法月綸太郎『誰彼』

 「首のない死体」の一般的な機構およびその発展について

誰彼 (講談社文庫)

誰彼 (講談社文庫)

あらすじ

 謎の人物から死の予告状を届けられた新興宗教の教祖が、予告通りに地上80メートルの塔の密室から消えた。
 その四時間後にマンションの一室で首なし死体が見つかる。死体は何者か? 首を奪ったのはなぜなのか? この謎に名探偵・法月綸太郎が挑む。

感想

 見事なまでに「推理」小説といった感じの快作。
 「首のない死体」という本格ミステリの基本コードともいうべきものに対して、コリン・デクスターのように次々と仮説を組み立てては壊す、という離れ業をやってのける。
 「首のない死体」自体は解決のパターンが非常に限られている謎だが、作者はちょっとした工夫によって、見事なまでに華麗な推理の綾を生み出していく。なるほど、こういう発展のさせ方があったのか、と感心した。
 作者の心意気に敬意を表して★★★★★


以下は『誰彼』ネタバレにて注意!
 この作品で描かれている「首のない死体」だが、本格ものの場合、一般的には二通りの解釈しかない。

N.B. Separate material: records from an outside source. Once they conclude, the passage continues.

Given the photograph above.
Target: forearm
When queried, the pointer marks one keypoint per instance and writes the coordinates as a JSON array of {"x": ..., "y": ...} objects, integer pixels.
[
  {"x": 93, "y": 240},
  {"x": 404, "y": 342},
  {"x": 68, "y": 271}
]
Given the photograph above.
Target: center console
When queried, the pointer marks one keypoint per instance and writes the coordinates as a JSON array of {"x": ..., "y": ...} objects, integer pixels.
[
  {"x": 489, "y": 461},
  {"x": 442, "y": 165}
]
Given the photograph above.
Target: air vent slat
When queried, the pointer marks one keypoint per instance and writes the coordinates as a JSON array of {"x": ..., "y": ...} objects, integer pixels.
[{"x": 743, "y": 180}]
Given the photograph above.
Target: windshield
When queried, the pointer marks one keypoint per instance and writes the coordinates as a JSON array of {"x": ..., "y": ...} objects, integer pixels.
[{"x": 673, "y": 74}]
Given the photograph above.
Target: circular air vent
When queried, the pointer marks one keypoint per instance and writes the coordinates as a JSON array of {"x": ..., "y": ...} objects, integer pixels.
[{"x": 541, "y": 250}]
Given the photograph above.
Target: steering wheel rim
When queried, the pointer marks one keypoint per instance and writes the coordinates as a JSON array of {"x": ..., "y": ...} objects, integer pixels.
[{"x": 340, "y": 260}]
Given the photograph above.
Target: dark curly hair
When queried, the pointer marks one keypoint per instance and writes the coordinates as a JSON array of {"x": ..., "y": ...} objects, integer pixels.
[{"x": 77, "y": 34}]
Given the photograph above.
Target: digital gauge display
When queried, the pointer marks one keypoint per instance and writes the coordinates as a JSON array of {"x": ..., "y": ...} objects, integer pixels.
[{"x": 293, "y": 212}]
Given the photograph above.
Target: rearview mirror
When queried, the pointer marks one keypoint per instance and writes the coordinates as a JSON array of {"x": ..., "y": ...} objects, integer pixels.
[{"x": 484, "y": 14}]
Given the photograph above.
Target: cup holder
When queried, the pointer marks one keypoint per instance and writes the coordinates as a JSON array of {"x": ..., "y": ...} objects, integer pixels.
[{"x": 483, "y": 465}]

  • 首のない死体は、被害者を誤認させるためのものである。したがって犯人は被害者と思われていた人物である。
  • 首のない死体は、被害者を誤認させるためと思わせるものである。したがって犯人は一般的に考えられる通りである。

 この作品の面白いところは、「首のない死体」に「補聴器」と「双子」を絡ませたことである。特に補聴器のあるなしによって「教祖は実は耳が聞こえた」「補聴器がないから死体は教祖ではない」などの新しい推理が次々と生まれては崩されるという離れ業を可能にしている。